Reconhecida união estável entre parentes de 3º grau
13 de novembro de 2013A 4ª Turma Cível do TJDFT negou provimento a recurso e reconheceu a ocorrência de união estável post mortem entre um tio e a sobrinha. A decisão foi unânime.
A autora sustenta que viveu em regime de união estável com o falecido durante dezessete anos e que tiveram filhos desse relacionamento. Os filhos exclusivos do de cujus alegaram a existência de impedimento legal para o reconhecimento da união estável, haja vista tratar-se de parentes de terceiro grau em linha colateral.
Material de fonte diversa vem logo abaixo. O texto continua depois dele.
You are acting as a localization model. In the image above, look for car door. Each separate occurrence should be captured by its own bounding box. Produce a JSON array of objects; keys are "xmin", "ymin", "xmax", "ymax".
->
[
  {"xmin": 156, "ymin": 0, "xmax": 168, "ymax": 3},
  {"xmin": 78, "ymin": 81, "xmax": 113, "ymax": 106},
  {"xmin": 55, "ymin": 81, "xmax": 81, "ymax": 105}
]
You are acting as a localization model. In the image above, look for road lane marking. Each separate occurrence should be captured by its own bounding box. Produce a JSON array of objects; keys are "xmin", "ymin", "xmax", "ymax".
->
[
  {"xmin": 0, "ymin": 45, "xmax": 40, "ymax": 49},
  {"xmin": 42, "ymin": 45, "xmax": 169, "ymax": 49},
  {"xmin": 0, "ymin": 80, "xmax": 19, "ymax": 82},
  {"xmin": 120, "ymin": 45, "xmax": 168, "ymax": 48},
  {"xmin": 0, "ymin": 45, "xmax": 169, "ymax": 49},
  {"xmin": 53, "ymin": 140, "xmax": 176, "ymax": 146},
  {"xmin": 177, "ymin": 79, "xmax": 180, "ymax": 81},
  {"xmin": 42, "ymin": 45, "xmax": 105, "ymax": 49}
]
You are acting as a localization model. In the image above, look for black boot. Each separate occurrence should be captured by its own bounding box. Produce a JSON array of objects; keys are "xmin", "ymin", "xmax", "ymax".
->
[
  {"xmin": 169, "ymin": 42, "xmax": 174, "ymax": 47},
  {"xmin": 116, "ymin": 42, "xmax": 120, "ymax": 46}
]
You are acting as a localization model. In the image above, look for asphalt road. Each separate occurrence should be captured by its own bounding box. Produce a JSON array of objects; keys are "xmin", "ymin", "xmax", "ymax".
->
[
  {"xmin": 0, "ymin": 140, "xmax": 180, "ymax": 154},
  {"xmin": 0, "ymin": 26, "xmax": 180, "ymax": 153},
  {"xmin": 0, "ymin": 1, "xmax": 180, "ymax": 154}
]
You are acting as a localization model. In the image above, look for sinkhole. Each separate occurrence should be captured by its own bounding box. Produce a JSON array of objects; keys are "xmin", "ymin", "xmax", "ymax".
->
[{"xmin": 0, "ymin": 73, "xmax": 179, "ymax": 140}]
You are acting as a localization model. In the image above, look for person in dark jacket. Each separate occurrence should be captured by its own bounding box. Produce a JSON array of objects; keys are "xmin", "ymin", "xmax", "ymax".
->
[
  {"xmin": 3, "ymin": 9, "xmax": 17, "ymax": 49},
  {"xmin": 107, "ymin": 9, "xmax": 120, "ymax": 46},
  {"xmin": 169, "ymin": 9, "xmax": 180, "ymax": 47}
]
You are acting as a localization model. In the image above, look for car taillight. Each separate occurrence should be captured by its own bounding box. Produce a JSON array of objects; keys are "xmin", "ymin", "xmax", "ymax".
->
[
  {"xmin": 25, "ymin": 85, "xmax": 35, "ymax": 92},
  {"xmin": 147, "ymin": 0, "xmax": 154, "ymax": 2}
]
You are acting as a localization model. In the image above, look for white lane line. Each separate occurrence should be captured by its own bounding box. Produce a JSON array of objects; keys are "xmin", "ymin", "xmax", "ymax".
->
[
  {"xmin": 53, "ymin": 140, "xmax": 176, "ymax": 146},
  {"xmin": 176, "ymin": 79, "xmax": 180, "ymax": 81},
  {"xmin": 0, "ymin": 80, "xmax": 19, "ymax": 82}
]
O desembargador relator explicou que a legislação não admite o reconhecimento da união estável, caso ocorram os impedimentos do art. 1.521 do Código Civil (art. 1723, § 1º, do CC). Todavia, ressaltou que permanece em vigor o Decreto-Lei n.3.200/41, que permite ao juiz autorizar, em caráter excepcional, o casamento entre parentes colaterais de terceiro grau, desde que se submetam a exame pré-nupcial que ateste inexistir risco à saúde de futuros filhos.
Ao decidir, o Colegiado registrou que do relacionamento entre as partes decorreu o nascimento de duas crianças saudáveis. Destacou, ainda, que deve ser reconhecida como entidade familiar a união estável entre o homem e a mulher, configurada na convivência pública, contínua e duradoura e estabelecida com o objetivo de constituição de família.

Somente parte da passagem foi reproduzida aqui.